産業別では、10産業のうち4産業が減少し、建設業は4件(前年同月比60.0%減)で2年連続、不動産業は1件(同66.6%減)で3年ぶりに前年同月を下回った。前年同月を上回ったのは、製造業10件(同66.6%増)、農・林・漁・鉱業1件、小売業6件の3産業。
要因別では、代表者の「体調不良」16件(前年同月比6.6%増、構成比47.0%)が最も多く、「死亡」14件(同22.2%減、同41.1%)と合わせると、これらの上位2要因で約9割(同88.2%)を占める。2要因の合計は前年同月比9.0%減と5年ぶりに下回ったが、構成比は7.8ポイント上昇した。代表者の高齢化が進み、「死亡」「体調不良」が経営上のリスクとなっている。
形態別では、「破産」が33件(前年同月比8.3%減)で2年連続下回ったが、構成比は9.2ポイント上昇し97%となった。「民事再生法」は2年ぶりに1件発生した。

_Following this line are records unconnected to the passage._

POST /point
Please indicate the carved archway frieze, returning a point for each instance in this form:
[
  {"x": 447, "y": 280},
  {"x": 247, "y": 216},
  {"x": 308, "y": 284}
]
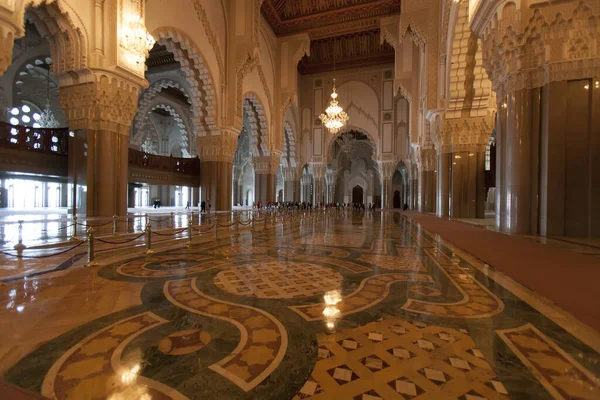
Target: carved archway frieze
[
  {"x": 198, "y": 76},
  {"x": 550, "y": 46},
  {"x": 255, "y": 122}
]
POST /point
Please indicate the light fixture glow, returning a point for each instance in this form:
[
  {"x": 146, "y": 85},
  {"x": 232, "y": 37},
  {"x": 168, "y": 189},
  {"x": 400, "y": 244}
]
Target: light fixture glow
[
  {"x": 136, "y": 38},
  {"x": 334, "y": 117}
]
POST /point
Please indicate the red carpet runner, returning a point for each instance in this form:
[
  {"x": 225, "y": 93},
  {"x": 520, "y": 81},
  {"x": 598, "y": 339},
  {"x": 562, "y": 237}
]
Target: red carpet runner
[{"x": 570, "y": 280}]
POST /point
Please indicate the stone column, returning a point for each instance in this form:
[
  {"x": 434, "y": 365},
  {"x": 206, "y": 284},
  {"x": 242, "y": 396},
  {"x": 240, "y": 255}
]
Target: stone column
[
  {"x": 10, "y": 28},
  {"x": 235, "y": 184},
  {"x": 444, "y": 160},
  {"x": 318, "y": 176},
  {"x": 104, "y": 108},
  {"x": 519, "y": 126},
  {"x": 289, "y": 183},
  {"x": 265, "y": 178},
  {"x": 387, "y": 169},
  {"x": 216, "y": 168}
]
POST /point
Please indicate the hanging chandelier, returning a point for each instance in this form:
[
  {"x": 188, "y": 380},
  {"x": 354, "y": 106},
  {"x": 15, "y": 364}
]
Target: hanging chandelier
[
  {"x": 47, "y": 118},
  {"x": 334, "y": 117},
  {"x": 136, "y": 38}
]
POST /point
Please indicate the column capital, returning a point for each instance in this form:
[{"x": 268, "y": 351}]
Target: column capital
[
  {"x": 266, "y": 164},
  {"x": 468, "y": 134},
  {"x": 289, "y": 173},
  {"x": 318, "y": 169},
  {"x": 529, "y": 48},
  {"x": 106, "y": 101},
  {"x": 220, "y": 146},
  {"x": 387, "y": 168}
]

業績不振が続く企業では、後継者育成や事業承継の準備が後回しになりやすく、不測の事態が生じた場合に「破産」を選択するケースが大半とみられる。
資本金別では、1000万円未満が20件(前年同月比5.2%増、構成比58.8%)で約6割を占めている。1000万円以上5000万円未満(10件)が5年ぶりに前年同月を下回った一方、5000万円以上(3件)が3年ぶり、1億円以上(1件)が8年ぶりに発生した。

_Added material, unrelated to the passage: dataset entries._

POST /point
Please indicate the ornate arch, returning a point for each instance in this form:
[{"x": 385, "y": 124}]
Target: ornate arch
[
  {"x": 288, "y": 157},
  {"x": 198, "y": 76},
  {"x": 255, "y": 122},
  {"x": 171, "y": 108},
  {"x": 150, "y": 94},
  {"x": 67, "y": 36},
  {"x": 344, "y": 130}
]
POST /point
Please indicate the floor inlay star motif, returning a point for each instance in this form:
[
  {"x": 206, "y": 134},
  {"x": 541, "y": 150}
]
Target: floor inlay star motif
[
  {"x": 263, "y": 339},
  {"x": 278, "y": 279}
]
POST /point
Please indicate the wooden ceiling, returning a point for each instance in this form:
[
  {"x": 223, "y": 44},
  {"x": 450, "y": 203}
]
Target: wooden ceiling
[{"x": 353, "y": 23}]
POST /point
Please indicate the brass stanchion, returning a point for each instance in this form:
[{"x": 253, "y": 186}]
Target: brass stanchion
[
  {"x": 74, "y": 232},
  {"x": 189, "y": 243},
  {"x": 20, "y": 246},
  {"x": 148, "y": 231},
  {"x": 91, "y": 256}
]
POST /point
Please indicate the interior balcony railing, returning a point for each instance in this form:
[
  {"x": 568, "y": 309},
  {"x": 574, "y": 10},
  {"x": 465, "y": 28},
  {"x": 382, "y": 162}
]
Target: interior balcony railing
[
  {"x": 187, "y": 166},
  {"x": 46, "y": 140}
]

2021年の経営者の平均年齢が62.77歳(前年62.49歳)と高齢化が進むなか、後継者不在の企業は約6割にのぼり事業継続を困難にする要因となっている。コロナ関連支援効果の薄れから企業倒産は2022年4月から8カ月連続で前年同月を上回り、増勢局面が鮮明になっている。金融機関・一般企業において、リスクマネジメントとして代表者の年齢や後継者の有無を重視する傾向にあるが、中小・零細企業が自ら対処するには難しい段階に入っている。同社は、自治体や金融機関、商工団体などの支援とともに、事業承継に向けた経営者の意識改革と行動が必要だとしている。
同調査は「人手不足」関連倒産(後継者難・求人難・従業員退職・人件費高騰)から、2022年11月の「後継者難」倒産(負債1000万円以上)を抽出、分析したもの。